妙に清々しい雰囲気が2人の間を行き交う。

「今まで楽しかった。ありがとう」

「こっちこそ、いい思い出をありがとう。じゃ、また……」

「うん……」

前嶋の足が動き出す。ゆっくり歩く前嶋の足はどこか後悔の念を感じさせた。

来美は少しの後ろめたさを感じながら、前嶋の背中から視線を逸らし、箱庭から出ようと歩き出した。来美は1人で歩くいつもの速度で歩いていく。


 何が幸せかなんて人それぞれ。結婚も同じ。結婚に何を求めるかも、人それぞれなんだ。ただ、お互いに心惹かれて付き合ったのだから、その人に幸せになってほしい。そのための別れだ。

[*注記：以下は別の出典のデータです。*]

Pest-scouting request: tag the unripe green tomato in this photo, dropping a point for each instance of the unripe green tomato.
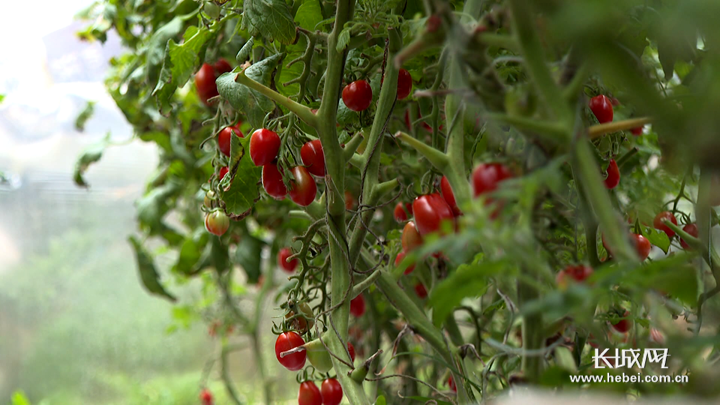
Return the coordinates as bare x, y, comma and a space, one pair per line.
212, 10
520, 101
209, 199
318, 356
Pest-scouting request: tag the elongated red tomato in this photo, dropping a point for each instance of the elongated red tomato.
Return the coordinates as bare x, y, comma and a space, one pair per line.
288, 341
331, 392
351, 350
399, 258
313, 157
217, 223
613, 177
601, 106
487, 176
659, 224
404, 84
309, 394
288, 266
357, 306
272, 182
411, 237
224, 138
692, 230
264, 146
357, 95
302, 188
420, 291
449, 196
430, 211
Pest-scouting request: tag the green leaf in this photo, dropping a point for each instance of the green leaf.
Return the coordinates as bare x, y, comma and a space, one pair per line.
148, 273
343, 39
181, 61
248, 256
309, 15
84, 115
245, 51
242, 98
656, 237
191, 251
19, 398
270, 18
469, 280
244, 176
91, 155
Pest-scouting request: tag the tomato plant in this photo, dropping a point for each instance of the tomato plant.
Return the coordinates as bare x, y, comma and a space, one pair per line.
511, 111
357, 95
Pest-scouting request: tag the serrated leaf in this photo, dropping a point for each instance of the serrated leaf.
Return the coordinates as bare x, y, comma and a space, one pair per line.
469, 280
270, 18
242, 98
148, 273
244, 176
343, 39
309, 15
248, 256
180, 63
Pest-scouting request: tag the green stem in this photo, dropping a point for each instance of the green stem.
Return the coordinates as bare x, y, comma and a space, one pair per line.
298, 109
524, 29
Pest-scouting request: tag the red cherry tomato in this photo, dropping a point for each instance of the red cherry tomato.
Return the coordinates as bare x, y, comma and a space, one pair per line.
331, 392
692, 230
224, 138
430, 211
399, 258
357, 95
451, 384
351, 350
223, 172
222, 66
613, 178
288, 341
205, 83
272, 182
206, 397
601, 106
309, 394
623, 325
658, 222
302, 188
349, 200
487, 176
420, 291
399, 212
357, 306
449, 196
313, 157
404, 84
288, 266
411, 237
264, 146
217, 223
642, 246
577, 273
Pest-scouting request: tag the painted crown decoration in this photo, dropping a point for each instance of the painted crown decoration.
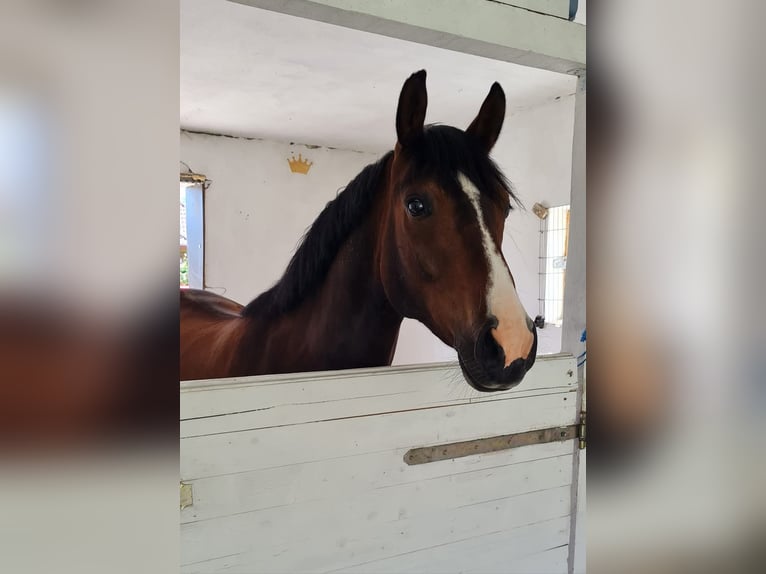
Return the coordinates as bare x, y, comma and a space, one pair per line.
299, 165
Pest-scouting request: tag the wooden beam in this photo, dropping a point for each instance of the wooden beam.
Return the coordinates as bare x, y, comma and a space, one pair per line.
480, 27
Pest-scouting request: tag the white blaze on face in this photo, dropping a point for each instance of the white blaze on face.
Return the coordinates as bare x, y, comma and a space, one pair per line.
512, 333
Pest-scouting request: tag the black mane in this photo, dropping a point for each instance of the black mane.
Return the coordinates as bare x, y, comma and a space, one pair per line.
441, 151
321, 243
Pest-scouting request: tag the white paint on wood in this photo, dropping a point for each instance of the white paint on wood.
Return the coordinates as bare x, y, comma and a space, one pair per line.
287, 489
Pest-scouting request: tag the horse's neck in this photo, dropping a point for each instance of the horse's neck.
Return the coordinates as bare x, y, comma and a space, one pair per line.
352, 314
347, 323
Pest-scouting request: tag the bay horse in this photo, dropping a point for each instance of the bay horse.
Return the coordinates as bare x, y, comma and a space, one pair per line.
417, 234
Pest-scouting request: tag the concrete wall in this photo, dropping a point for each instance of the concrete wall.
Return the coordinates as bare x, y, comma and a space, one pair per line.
257, 210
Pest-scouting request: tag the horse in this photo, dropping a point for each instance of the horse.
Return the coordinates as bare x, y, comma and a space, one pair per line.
416, 234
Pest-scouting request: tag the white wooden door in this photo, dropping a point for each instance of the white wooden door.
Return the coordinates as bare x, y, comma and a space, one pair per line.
307, 474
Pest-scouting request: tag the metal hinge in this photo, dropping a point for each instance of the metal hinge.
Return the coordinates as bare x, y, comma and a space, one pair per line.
187, 497
452, 450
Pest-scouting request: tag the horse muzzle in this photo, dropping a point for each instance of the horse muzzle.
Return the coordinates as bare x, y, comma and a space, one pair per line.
486, 367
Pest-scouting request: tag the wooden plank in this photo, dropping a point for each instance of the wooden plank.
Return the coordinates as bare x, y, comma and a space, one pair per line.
287, 399
550, 561
489, 29
359, 476
394, 432
266, 480
499, 551
342, 542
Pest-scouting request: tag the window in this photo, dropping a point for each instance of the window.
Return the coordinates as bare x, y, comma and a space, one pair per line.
192, 228
554, 239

変わること。新しい1歩を踏み出すには、変わらなければならない。前嶋の言葉も納得できた。だからこそ、変わったのだ。別れという答えを出して、前に進むことを。

来美が持てる幸せの数は限られている。おそらく、どんな人もそうなのだろう。新たな幸せを持つために、今ある幸せを手放した。

それが正しいかなんて分からない。でも、2人はそう決断した。お互いの幸せを願って、それぞれの道を歩き出したのだ。

微笑ましい未来を捨てて、2人は解き放たれたように夜の街へ消えていった。